RENEWAL cont'd...
4 nights of worrying, 2 packets of M&Ms and scores of prayers later the hurting stopped. Location: At the door of my school classroom; Event: A message from the office for the teacher; Contents: "Your husband loves you". Having heard and seen nothing of the man I love for days (even with the fortress in our lives this was highly painful and unusual), this note dissolved every illusory chain I felt now imprisoned me. I re-entered the classroom and taught two damn good lessons.
I don't know that it's necessary to fill in the finer points of how this night ended, but I will list you this:
The account and game are gone;
He found a new job; and
I'm no widow.
I believe each of us lives in unique circumstances and relationships and expects unique things from their relationship. I know we have different methods and ideas about the solution, and even how we perceive the problem we're attempting to solve.

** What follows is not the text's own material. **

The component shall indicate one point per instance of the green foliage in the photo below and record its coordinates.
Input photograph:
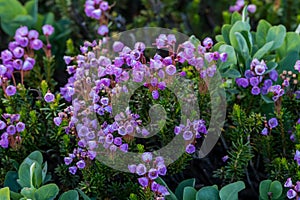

I can't advise anyone on what will work for them or what they should want. But I can tell you what I wanted, and what I got, and the three things it took.
I WANTED:
I wanted to support my husband in 100% overcoming his addiction. We tried "moderation", we tried, "I can control it", we tried it all. I wanted wholesome recreational activities together and apart, I wanted active, affordable, reasonable activities with consequences in the real world; fitness / a stronger marriage / skills / peace of mind...instead of "hand-eye-coordination" and "friends" who are 90% likely to be in some way something other than who they say they are.
I got it. I have it. I love it.
WHAT IT TOOK:
1. It required hurt for both parties, not anger
FOR ME what made this time different was that I hurt more than ever. Every other "discussion" was dominated by anger and his pain. This time was governed by love, expression of willingness to change on my part, and importantly expression of hope that he was willing to do the same.
The results hurt. Both of us. And I feel it had to. Arrows that hamper one's movement may be painless on piercing our armour, but will tear and bleed on being pulled out. It had to hurt, and it required time and space. What I hadn't considered was that I needing to be willing to hurt while he figured it out. I believe if I had continued to wear my cape and non-verbally proclaim, "It's your problem, so you'll hurt while you give it up and I'll watch" we would still be arguing. Offering to hurt with him, even if more than I had foreseen, has made all the difference.